You also have local ethnic disputes coming into the picture. “Pro-Ouattara forces” included local militias — Burkina Faso nationals — which were being targeted by Gbagbo’s forces. There was probably a desire for revenge on their part. Also an ally to Ouattara’s forces were a local tribal militia called Dozo. There was also the Forces Republicans—the regular Ouattara forces.
Those three elements were clearly involved in the massacre of Duekoue. They went to specific part of Duekoue looking for people from the Guru ethnic group, which they associated with supporting Gbagbo. They carried out systematic killings. Dragging people out of their house, shooting them in street, burning their houses, raping…that kind of thing.
Do we know if this was centrally directed in a way similar to how you describe Gbagbo’s campaign of violence? Is there any evidence that speaks to culpability of Ouattara or his inner circle?
We are still trying to pick over the exact chain of command about what happen in the west. There are several things one could say about Ouattara’s forces. First, they were given plenty of warnings about this.
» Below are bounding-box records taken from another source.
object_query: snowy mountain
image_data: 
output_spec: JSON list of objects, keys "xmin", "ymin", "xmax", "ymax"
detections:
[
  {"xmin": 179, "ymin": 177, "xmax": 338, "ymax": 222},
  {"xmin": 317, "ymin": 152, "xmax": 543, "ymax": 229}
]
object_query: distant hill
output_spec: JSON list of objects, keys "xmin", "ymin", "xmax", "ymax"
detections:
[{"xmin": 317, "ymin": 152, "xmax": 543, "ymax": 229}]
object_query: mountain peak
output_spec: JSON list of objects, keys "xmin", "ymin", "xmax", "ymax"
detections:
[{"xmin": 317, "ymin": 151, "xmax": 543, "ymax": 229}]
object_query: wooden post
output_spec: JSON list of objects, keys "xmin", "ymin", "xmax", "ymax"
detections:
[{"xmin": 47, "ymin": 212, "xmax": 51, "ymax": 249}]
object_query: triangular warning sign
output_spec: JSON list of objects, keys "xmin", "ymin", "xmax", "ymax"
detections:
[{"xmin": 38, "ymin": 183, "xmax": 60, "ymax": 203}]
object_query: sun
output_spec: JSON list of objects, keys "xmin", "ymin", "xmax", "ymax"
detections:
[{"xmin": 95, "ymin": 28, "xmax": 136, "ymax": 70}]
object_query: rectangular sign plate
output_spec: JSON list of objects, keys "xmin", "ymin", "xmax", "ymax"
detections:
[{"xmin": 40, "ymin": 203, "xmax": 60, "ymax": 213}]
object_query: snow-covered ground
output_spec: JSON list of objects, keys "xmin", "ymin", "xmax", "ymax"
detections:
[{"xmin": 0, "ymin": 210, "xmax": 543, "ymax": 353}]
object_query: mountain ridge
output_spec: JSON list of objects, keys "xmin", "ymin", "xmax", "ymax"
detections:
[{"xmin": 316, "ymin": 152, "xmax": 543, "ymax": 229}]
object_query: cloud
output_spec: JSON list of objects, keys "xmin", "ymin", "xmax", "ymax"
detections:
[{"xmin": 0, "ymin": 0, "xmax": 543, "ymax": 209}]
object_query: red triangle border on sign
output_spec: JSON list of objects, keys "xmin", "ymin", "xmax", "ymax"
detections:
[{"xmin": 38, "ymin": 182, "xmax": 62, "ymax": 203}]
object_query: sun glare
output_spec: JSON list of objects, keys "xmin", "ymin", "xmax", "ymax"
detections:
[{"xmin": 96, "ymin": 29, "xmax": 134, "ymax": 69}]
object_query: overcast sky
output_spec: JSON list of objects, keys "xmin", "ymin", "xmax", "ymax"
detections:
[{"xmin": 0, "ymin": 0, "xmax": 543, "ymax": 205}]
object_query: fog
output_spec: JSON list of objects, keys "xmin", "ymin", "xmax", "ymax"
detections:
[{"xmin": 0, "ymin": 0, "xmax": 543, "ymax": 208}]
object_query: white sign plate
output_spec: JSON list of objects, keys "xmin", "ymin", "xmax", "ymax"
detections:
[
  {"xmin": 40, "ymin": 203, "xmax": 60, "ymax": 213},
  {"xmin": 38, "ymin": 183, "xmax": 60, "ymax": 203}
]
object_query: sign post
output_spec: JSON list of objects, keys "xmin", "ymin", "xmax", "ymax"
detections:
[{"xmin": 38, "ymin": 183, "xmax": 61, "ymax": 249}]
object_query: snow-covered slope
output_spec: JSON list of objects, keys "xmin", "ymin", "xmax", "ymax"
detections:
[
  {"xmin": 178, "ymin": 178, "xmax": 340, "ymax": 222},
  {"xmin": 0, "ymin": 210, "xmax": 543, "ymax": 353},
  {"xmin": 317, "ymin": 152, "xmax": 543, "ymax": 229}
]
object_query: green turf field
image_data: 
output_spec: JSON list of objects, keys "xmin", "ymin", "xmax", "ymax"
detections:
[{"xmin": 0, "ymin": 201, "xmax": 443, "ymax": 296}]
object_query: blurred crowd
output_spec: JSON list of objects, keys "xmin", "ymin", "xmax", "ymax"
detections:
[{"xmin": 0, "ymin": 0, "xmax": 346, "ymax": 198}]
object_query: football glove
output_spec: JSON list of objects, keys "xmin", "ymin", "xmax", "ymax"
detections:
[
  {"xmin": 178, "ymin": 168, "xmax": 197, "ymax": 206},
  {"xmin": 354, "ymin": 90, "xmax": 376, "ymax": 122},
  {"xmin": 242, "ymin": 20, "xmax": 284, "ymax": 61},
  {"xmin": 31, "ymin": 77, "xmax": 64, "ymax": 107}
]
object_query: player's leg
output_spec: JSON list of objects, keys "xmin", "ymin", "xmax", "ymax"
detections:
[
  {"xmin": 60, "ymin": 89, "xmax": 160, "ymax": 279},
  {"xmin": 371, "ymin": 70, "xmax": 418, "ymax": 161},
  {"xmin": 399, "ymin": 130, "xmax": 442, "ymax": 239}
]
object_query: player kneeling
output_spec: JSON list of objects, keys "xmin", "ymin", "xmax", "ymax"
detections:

The Forces Nouvelles, as they used to be called when they were rebels, committed some serious atrocities during the civil war in 2002-2003. These were documented in a UN commission of inquiry report in 2004 which has never been published. We are concerned that it has never been published because there is a history here that we need to understand. We need to understand the patterns of violence and the individuals associated with those patterns of violence.
The person in charge in 2002-2003 is still in charge of the Forces Republicans today. He is Ouattara’s Prime Minister Guillaume Soro. We know that Soro was in the west of Ivory Coast on the 9th and 10th of March — two weeks before the massacre. We know that he appointed a commander to oversee those forces in the west, a commander named Fofana Losseni and we also know Soro was in Toulepleu, a town not far from Duekoue, around that time. For us it is a question of looking back through the command chain to rebuild a picture based on that.
What do you think should come next in terms of accountability for these crimes? Should there be local or international prosecutions?
We can’t have a situation where there is truth and reconciliation, but no justice for what happened. I think that as world we have moved beyond the days when we could just sweep everything under the carpet. For Ivory Coast to move beyond this last 10 years of violence and division it needs to have some reckoning with the past, as well as the reconciliation element that need to be there.
The second thing is how you go about working through a judicial mechanism that is seen to be impartial and objective and not carrying out victor’s justice. There’s a risk that if you have prosecutions run just by the Ouattara government then you’ll have only Gbagbo’s people prosecuted and no-one from his own side.
We have to remember that even though Ouattara won the election, over 40% of the country voted for Gbagbo. If you are truing to rebuild a society you have to be even handed in your justice and even handed in truth and reconciliation.
I would imagine that some of the bigger trials –Ggbagbo and others—will be too sensitive to be tried domestically. The chance of a fair trial by internationals standards is going to be difficult. That is why it seems that Ouattara is looking at international mechanisms like the International Criminal Court.